Williams v. STATE FARM MUT. AUTO. INS.

524 So. 2d 851, 1988 La. App. LEXIS 129, 1988 WL 6737
CourtLouisiana Court of Appeal
DecidedFebruary 3, 1988
Docket87-37
StatusPublished
Cited by9 cases

This text of 524 So. 2d 851 (Williams v. STATE FARM MUT. AUTO. INS.) is published on Counsel Stack Legal Research, covering Louisiana Court of Appeal primary law. Counsel Stack provides free access to over 12 million legal documents including statutes, case law, regulations, and constitutions.

Bluebook
Williams v. STATE FARM MUT. AUTO. INS., 524 So. 2d 851, 1988 La. App. LEXIS 129, 1988 WL 6737 (La. Ct. App. 1988).

Opinion

524 So.2d 851 (1988)

Julie WILLIAMS, Plaintiff-Appellee,
v.
STATE FARM MUTUAL AUTOMOBILE INSURANCE COMPANY, Defendant-Appellant.

No. 87-37.

Court of Appeal of Louisiana, Third Circuit.

February 3, 1988.
Writ Denied June 2, 1988.

*852 David M. Kaufman, William J. Ziegler, Jr. and Bernard S. Smith, Lafayette, for defendant-appellant.

Voorhies & Labbe (D. Mark Bienvenu), Lafayette, for plaintiff-appellee.

Before GUIDRY and YELVERTON, JJ., and SWIFT, J. Pro Tem.[*]

YELVERTON, Judge.

The issue in this appeal involves uninsured motorist coverage under a liability policy issued in Wyoming, on a car principally garaged there, which was in an accident in Louisiana. Julie Williams, who had just moved to Louisiana where she was injured in an automobile accident, obtained a judgment against her insurer, State Farm Mutual Automobile Insurance Company, finding coverage under the uninsured motorist provisions. State Farm appeals. We affirm.

The accident happened on May 3, 1987, in Lafayette, Louisiana. Plaintiff was injured while riding as a guest passenger in a vehicle operated by Nancy Keith. At trial the parties stipulated that the sole cause of the accident was the negligence of Nancy Keith. At the trial the only issues presented were coverage and quantum. On this appeal the only issue presented is coverage.

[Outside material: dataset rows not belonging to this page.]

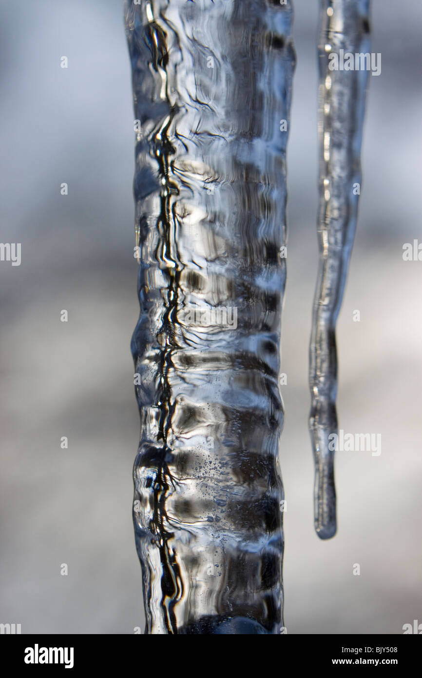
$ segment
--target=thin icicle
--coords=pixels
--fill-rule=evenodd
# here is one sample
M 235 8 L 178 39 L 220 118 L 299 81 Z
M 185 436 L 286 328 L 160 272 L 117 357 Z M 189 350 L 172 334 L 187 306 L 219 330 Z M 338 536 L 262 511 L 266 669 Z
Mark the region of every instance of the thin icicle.
M 321 0 L 320 5 L 320 255 L 310 349 L 310 428 L 315 529 L 321 539 L 332 537 L 337 529 L 334 452 L 329 448 L 329 436 L 337 432 L 335 323 L 356 224 L 368 60 L 354 60 L 352 70 L 341 69 L 346 53 L 369 52 L 368 9 L 369 0 Z

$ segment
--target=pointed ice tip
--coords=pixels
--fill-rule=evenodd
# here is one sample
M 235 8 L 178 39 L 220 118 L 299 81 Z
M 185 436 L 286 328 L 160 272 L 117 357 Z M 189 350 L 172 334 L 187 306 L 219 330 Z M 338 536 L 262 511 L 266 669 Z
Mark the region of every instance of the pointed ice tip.
M 328 525 L 315 525 L 315 532 L 320 539 L 331 539 L 337 531 L 337 526 L 335 523 L 329 523 Z

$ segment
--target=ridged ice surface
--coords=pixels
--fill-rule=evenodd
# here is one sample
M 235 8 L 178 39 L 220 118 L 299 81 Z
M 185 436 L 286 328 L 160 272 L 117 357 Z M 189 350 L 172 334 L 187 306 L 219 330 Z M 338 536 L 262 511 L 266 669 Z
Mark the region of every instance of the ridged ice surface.
M 278 0 L 126 6 L 140 121 L 134 519 L 148 633 L 282 626 L 291 22 Z
M 368 0 L 321 0 L 318 38 L 319 267 L 310 344 L 310 431 L 315 459 L 315 529 L 336 531 L 334 452 L 337 432 L 335 323 L 356 225 L 366 70 L 330 70 L 329 55 L 368 53 Z M 339 64 L 340 60 L 339 60 Z

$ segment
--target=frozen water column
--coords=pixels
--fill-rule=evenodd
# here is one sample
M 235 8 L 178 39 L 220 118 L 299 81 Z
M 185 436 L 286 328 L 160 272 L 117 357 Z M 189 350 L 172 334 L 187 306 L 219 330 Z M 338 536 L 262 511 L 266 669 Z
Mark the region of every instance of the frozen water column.
M 279 633 L 289 0 L 127 1 L 147 633 Z
M 362 131 L 371 64 L 368 9 L 368 0 L 320 2 L 319 265 L 310 350 L 310 428 L 315 460 L 315 529 L 322 539 L 332 537 L 337 529 L 333 439 L 329 441 L 330 434 L 337 433 L 335 323 L 360 193 Z

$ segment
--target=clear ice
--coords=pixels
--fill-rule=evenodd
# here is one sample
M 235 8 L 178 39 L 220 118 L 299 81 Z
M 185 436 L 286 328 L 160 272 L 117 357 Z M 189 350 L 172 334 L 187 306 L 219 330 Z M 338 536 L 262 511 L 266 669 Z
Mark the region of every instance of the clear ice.
M 147 633 L 282 628 L 292 18 L 278 0 L 126 5 L 140 121 L 133 515 Z
M 336 529 L 335 325 L 367 78 L 329 72 L 326 45 L 366 51 L 368 4 L 321 3 L 310 384 L 322 538 Z M 291 0 L 126 0 L 140 304 L 133 519 L 146 633 L 284 631 L 277 456 L 292 20 Z

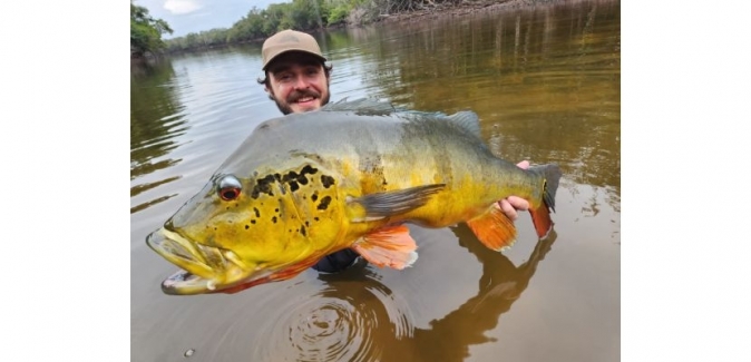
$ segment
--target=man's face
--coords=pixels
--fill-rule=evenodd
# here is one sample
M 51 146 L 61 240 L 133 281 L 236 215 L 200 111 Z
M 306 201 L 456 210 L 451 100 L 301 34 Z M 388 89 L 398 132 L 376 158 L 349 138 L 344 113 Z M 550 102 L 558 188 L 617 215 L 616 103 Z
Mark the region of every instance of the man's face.
M 266 91 L 283 114 L 315 110 L 329 102 L 329 78 L 315 57 L 289 52 L 274 59 L 266 70 Z

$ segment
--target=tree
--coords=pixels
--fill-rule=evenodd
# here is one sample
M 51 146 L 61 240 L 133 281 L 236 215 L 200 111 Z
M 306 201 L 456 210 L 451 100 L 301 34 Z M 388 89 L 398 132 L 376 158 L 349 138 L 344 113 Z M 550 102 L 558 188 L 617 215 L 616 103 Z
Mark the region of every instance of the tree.
M 144 57 L 147 52 L 165 48 L 162 35 L 173 33 L 169 25 L 162 19 L 154 19 L 148 9 L 133 3 L 130 0 L 130 56 Z

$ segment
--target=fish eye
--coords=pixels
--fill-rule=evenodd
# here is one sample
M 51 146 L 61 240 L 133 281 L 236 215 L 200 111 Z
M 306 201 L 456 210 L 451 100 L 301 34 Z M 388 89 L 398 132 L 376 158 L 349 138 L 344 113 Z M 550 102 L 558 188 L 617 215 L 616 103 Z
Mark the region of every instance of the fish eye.
M 242 184 L 237 177 L 232 175 L 226 175 L 222 177 L 216 186 L 216 190 L 220 194 L 220 197 L 225 202 L 231 202 L 240 197 L 240 192 L 242 189 Z

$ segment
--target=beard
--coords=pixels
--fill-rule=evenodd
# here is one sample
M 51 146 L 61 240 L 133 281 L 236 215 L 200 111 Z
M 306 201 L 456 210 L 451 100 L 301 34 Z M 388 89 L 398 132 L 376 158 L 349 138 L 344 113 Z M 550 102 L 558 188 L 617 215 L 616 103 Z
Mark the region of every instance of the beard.
M 319 94 L 318 91 L 312 90 L 312 89 L 305 89 L 305 90 L 302 90 L 302 91 L 295 90 L 295 91 L 291 92 L 290 96 L 286 98 L 285 102 L 281 102 L 276 97 L 273 97 L 273 96 L 272 96 L 272 99 L 276 104 L 276 108 L 279 108 L 279 110 L 283 115 L 286 116 L 289 114 L 294 112 L 294 110 L 292 110 L 292 107 L 290 105 L 295 102 L 298 99 L 304 98 L 304 97 L 320 98 L 321 99 L 321 106 L 324 106 L 329 102 L 329 99 L 331 98 L 331 95 L 329 94 L 329 91 L 325 91 L 325 96 L 321 97 L 321 94 Z

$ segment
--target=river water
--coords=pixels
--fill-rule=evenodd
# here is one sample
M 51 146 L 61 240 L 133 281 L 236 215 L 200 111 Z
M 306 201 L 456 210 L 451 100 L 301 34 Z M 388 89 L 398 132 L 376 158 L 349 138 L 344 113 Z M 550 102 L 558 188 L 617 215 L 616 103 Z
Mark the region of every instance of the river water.
M 131 71 L 133 361 L 618 361 L 621 4 L 419 18 L 314 35 L 332 100 L 376 97 L 474 110 L 499 157 L 557 163 L 555 232 L 516 222 L 505 253 L 465 225 L 410 226 L 404 271 L 312 270 L 237 294 L 169 296 L 176 267 L 145 243 L 261 121 L 280 116 L 256 79 L 260 45 Z

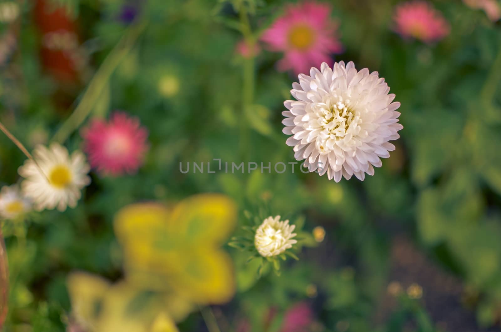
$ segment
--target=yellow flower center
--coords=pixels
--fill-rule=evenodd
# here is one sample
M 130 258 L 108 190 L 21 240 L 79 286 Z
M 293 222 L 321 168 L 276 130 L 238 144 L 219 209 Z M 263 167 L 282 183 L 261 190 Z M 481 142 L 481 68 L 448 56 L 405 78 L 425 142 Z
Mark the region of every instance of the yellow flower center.
M 411 36 L 417 39 L 424 38 L 426 36 L 426 29 L 422 24 L 416 23 L 412 24 L 409 29 Z
M 71 173 L 67 166 L 59 165 L 52 169 L 49 180 L 54 187 L 63 189 L 71 183 Z
M 13 201 L 6 207 L 7 212 L 13 214 L 21 213 L 24 209 L 24 205 L 21 201 Z
M 313 30 L 307 26 L 297 26 L 291 29 L 289 33 L 289 44 L 295 48 L 305 50 L 315 41 Z

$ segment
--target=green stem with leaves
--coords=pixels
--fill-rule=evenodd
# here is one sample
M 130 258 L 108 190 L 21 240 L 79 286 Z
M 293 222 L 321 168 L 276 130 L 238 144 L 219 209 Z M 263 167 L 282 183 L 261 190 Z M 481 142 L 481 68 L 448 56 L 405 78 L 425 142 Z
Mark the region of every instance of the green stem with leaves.
M 501 81 L 501 47 L 497 51 L 492 67 L 489 70 L 483 87 L 480 93 L 481 102 L 486 107 L 491 107 L 499 81 Z
M 254 101 L 255 86 L 255 61 L 253 54 L 256 46 L 256 38 L 254 36 L 249 22 L 248 14 L 244 5 L 240 10 L 240 21 L 244 42 L 249 48 L 249 56 L 244 60 L 243 66 L 243 84 L 242 85 L 242 109 L 240 117 L 240 150 L 242 159 L 245 161 L 246 151 L 248 148 L 248 129 L 247 126 L 247 112 Z
M 101 95 L 112 74 L 133 47 L 146 26 L 142 21 L 131 26 L 103 61 L 91 80 L 82 99 L 70 117 L 54 135 L 53 140 L 64 142 L 83 122 Z

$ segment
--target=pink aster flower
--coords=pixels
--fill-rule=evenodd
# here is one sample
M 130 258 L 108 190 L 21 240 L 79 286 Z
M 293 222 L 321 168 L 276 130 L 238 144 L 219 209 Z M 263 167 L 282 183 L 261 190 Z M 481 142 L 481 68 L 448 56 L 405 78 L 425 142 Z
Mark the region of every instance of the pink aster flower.
M 429 3 L 421 0 L 397 7 L 395 30 L 404 38 L 414 38 L 425 43 L 441 39 L 449 34 L 449 24 Z
M 289 5 L 285 13 L 265 32 L 261 40 L 271 51 L 283 52 L 278 62 L 281 71 L 296 74 L 308 72 L 325 62 L 332 65 L 331 55 L 343 50 L 338 24 L 330 18 L 331 7 L 313 2 Z
M 301 302 L 289 309 L 284 315 L 281 332 L 302 332 L 308 330 L 313 322 L 313 312 L 308 304 Z
M 501 18 L 501 6 L 496 0 L 463 0 L 463 2 L 471 8 L 483 10 L 493 22 Z
M 148 149 L 148 132 L 136 118 L 115 112 L 110 120 L 95 119 L 82 131 L 84 150 L 92 167 L 105 174 L 133 173 Z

The parties stipulated in writing that these were the relevant facts concerning coverage:

"1. Julie Williams' policy was issued and delivered in the State of Wyoming.
"2. The policy was issued on a vehicle principally garaged in the State of Wyoming at the time of issuance.
. . . . .
"5. Nancy Keith was insured by Allstate Insurance Company, which policy of insurance provided liability coverage in the following amounts: $10,000.00 for bodily injury or death of any one person in any one accident; $20,000.00 because of bodily injury or death of two or more persons in any one accident; $10,000.00 *853 because of injury to or destruction of property.
"6. That the Allstate policy issued to Ms. Nancy Keith would meet the financial responsibility requirements of Wyoming and Louisiana.
"7. That Allstate has previously paid its policy limits to the plaintiff."

The State Farm Policy provided uninsured motorist coverage of $100,000 for one person.

Julie Williams had moved to the State of Louisiana from Wyoming about one week before this accident.

State Farm resisted coverage relying upon a specific policy provision defining an uninsured motorist. The policy provided:

"UNINSURED MOTOR VEHICLE— means:

1. a land motor vehicle, the ownership, maintenance or use of which is:
a. not insured or bonded for bodily injury liability at the time of the accident; or
b. insured or bonded for bodily injury liability at the time of the accident; but
(1) the limits of liability are less than required by the financial responsibility act of the state where your car is mainly garaged; ..."

State Farm argues that plaintiff is not entitled to recover under the policy because the Keith vehicle was insured at the time of the accident at limits not less than required by the State of Wyoming, therefore under the terms of the policy the Keith vehicle was not uninsured.

The trial court rejected the defendant's argument by holding that such policy provisions are invalid in a situation where, as here, the insured's coverage exceeds the state's minimum liability requirements. The trial court found that the application of such a provision in the present situation would be against public policy.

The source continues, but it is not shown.